Major league scouts were a regular sight in the Silver City area during the early 1900s, too. It was well known that many of the mining companies had excellent teams that traveled the area, going as far afield as Arizona and Mexico to meet or challenge other community teams. In 1917 and 1918, the Cubs returned and took on a team from Santa Rita, winning in 1917, 14-5, but losing in 1918, 6-3 (or 6-5, accounts vary). The Cubs, who never have been all that good anyway, haven't been back since.

The famous Black Sox scandal of 1919 also brought another touch of professional baseball to the area. Seven of the Chicago White Sox players had been caught in a plot to throw the World Series. Although the players were found innocent in court, the fiery commissioner of baseball at that time, Judge Kennesaw Mountain Landis, banished them from organized baseball forever. Between 1925 and 1927, however, five of the banished players apparently played in Grant County. Three of the "Black Sox"—Chick Gandil, Lefty Williams and Buck Weaver—played in the Copper League. Others are thought to have played under aliases, with teams from Fort Bayard and Chino among those who used the so-called "outlaw" players, thus faring much better than their opponents. Over the years, other players who were banished for different reasons would occasionally drift into New Mexico and Arizona, where they could play, since the local teams were not affiliated with professional baseball.

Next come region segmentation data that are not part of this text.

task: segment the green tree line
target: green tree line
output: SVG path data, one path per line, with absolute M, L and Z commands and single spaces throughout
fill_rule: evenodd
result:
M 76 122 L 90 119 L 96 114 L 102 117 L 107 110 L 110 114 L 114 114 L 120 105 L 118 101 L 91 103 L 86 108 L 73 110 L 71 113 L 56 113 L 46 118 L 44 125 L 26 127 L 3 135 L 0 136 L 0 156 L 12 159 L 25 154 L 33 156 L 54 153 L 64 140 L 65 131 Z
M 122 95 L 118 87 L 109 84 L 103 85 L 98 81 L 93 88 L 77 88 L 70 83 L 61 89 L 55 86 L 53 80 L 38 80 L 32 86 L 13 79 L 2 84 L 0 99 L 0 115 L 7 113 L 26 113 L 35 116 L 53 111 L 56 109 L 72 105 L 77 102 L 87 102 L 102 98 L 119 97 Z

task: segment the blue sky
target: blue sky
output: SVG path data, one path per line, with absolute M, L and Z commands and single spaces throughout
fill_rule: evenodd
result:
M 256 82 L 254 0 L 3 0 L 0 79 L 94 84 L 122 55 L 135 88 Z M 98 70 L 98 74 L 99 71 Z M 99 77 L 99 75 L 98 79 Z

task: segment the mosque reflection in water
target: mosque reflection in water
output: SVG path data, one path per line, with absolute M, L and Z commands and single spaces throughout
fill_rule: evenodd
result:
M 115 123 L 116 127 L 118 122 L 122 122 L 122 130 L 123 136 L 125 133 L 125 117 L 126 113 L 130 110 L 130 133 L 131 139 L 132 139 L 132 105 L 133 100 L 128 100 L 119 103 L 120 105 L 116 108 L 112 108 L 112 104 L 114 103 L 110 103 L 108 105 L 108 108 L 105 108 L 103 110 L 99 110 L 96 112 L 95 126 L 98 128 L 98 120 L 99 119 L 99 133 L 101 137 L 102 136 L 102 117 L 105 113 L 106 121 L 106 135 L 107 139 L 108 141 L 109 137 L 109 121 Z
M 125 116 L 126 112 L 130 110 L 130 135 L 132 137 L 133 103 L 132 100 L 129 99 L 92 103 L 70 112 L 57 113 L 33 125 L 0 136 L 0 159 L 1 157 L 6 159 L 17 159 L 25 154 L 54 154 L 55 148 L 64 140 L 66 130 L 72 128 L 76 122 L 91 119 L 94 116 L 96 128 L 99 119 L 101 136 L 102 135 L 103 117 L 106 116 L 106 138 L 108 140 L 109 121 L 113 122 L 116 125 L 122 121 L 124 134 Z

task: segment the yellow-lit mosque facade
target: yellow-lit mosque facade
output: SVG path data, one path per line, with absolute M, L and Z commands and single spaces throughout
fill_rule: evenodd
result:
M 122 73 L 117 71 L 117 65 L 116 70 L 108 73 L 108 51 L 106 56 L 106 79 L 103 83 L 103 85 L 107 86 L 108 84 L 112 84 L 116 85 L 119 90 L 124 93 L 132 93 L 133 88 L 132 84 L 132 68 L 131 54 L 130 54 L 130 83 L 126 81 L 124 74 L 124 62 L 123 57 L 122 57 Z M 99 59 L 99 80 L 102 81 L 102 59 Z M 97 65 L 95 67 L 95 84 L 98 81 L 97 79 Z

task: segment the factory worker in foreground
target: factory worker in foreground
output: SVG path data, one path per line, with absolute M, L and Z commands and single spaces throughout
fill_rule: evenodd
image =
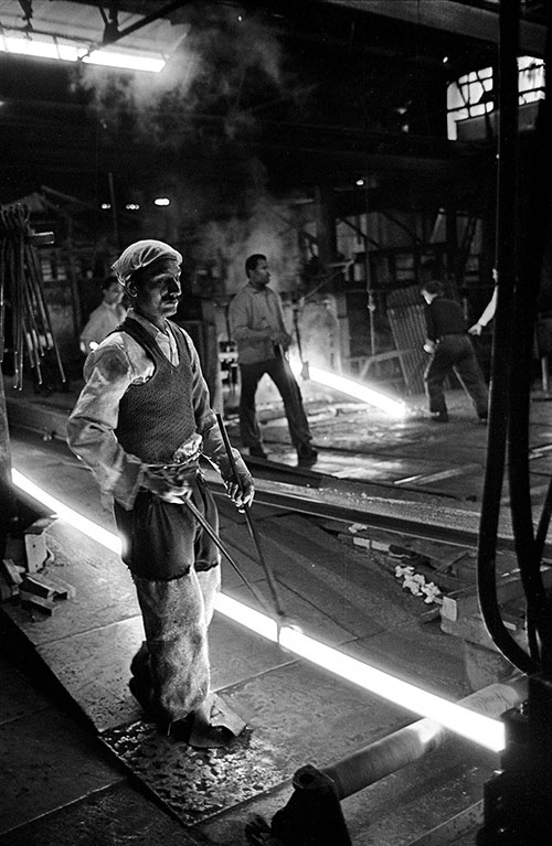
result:
M 127 247 L 113 269 L 130 298 L 120 329 L 87 357 L 85 386 L 68 420 L 68 445 L 110 494 L 123 560 L 136 586 L 146 641 L 130 689 L 160 730 L 198 747 L 225 745 L 244 727 L 210 693 L 208 625 L 220 588 L 220 556 L 183 502 L 217 531 L 213 495 L 199 469 L 219 468 L 237 507 L 253 479 L 234 450 L 232 479 L 198 353 L 169 320 L 182 256 L 159 240 Z

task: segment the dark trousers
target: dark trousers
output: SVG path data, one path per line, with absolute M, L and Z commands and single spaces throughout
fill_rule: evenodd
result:
M 216 505 L 200 475 L 192 501 L 216 531 Z M 140 491 L 134 508 L 115 503 L 114 511 L 146 635 L 131 671 L 140 702 L 166 728 L 209 694 L 208 627 L 220 588 L 220 554 L 183 504 Z
M 443 383 L 454 371 L 466 388 L 479 417 L 487 417 L 489 394 L 476 358 L 471 341 L 467 335 L 444 335 L 437 343 L 432 360 L 424 373 L 429 411 L 446 414 L 447 406 Z
M 267 373 L 284 400 L 291 443 L 299 456 L 307 456 L 311 449 L 312 436 L 302 407 L 301 392 L 287 360 L 279 355 L 265 362 L 241 364 L 240 373 L 242 377 L 240 430 L 243 446 L 250 448 L 262 446 L 261 430 L 255 414 L 255 394 L 261 377 Z

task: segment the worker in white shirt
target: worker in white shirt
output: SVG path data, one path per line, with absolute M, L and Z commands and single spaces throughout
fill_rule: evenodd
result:
M 108 276 L 102 285 L 104 299 L 88 318 L 88 322 L 81 332 L 81 352 L 88 355 L 106 338 L 109 332 L 117 329 L 125 320 L 127 310 L 120 304 L 125 289 L 117 277 Z

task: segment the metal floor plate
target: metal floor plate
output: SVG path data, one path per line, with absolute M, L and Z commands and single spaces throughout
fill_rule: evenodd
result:
M 184 826 L 251 800 L 286 778 L 274 747 L 251 729 L 227 748 L 209 750 L 176 742 L 141 720 L 99 737 Z

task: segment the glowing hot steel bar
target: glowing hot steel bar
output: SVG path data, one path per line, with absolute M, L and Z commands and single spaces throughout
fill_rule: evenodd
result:
M 290 367 L 294 374 L 299 377 L 301 373 L 300 362 L 294 360 L 290 361 Z M 402 399 L 394 399 L 393 397 L 382 394 L 381 390 L 368 387 L 368 385 L 361 385 L 359 382 L 339 376 L 337 373 L 330 373 L 329 371 L 322 371 L 319 367 L 308 368 L 309 379 L 317 382 L 319 385 L 326 385 L 328 388 L 335 388 L 342 394 L 348 394 L 355 399 L 360 399 L 369 406 L 380 408 L 385 411 L 390 417 L 394 417 L 397 420 L 404 419 L 406 416 L 406 405 Z
M 12 470 L 12 480 L 17 488 L 45 505 L 87 537 L 114 553 L 120 553 L 120 542 L 112 532 L 102 528 L 102 526 L 83 517 L 73 508 L 42 491 L 39 485 L 15 469 Z M 357 658 L 308 638 L 293 627 L 278 628 L 275 620 L 224 593 L 219 596 L 216 610 L 263 638 L 279 643 L 280 646 L 298 657 L 310 661 L 312 664 L 406 710 L 422 717 L 428 717 L 486 749 L 499 752 L 505 748 L 505 729 L 499 720 L 477 714 L 456 703 L 447 702 L 440 696 L 435 696 L 369 664 L 363 664 Z

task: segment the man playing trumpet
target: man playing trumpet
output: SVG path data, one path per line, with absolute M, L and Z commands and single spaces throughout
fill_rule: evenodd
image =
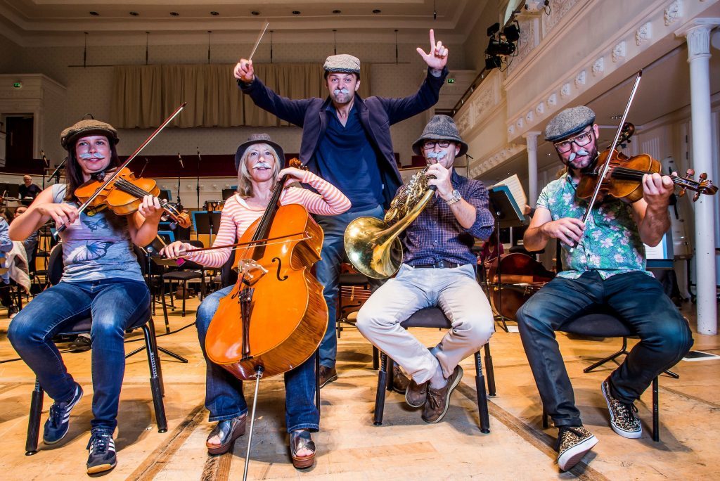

Last year, area baseball fans' hearts began to beat faster with the announcement that the Southwestern League was being formed, to start play in the summer of 2004. Bob Lipp, league president, said that teams from Roswell (Aliens), Alamogordo (Stealth), Clovis (still the Pioneers) and Las Cruces (Dust Devils) would play that year, with two teams from Mexico and possibly several other New Mexico communities being formed to start play in 2005.

After many phone calls last summer to Lipp, and announcements of forthcoming press conferences, I was able to find out from him that the league had been postponed until this summer, since there was nowhere for the Las Cruces team to play. It all seemed a little iffy, and further investigation revealed that Lipp, a native of Wichita, Kansas, had run something called the Arizona-Mexico League in 2003. That league, which did not even last a month, fielded four teams. Despite initial success in attendance, money became an issue and the league went belly-up. It was also odd that the "offices" of the Southwest League were in a Mexican gift shop, and the Roswell Aliens were based at that city's UFO museum. Maybe that's what happened to Bob Lipp. . . .

At this writing, there is no indication that the Southwestern League of Professional Baseball Teams will be operating in 2005 or ever.

Consequently, baseball fans in southern New Mexico are left with the option of going to Tucson, Phoenix, Albuquerque or El Paso to see any kind of baseball above the college level.

But who knows? Maybe with the steroid controversy that is now plaguing the sport, a new Copper League will form from a new generation of outlawed players.

Can you imagine Barry Bonds playing for the Tyrone Smeltermen?

Me neither.

Frequent contributor Jeff Berg lives in Las Cruces.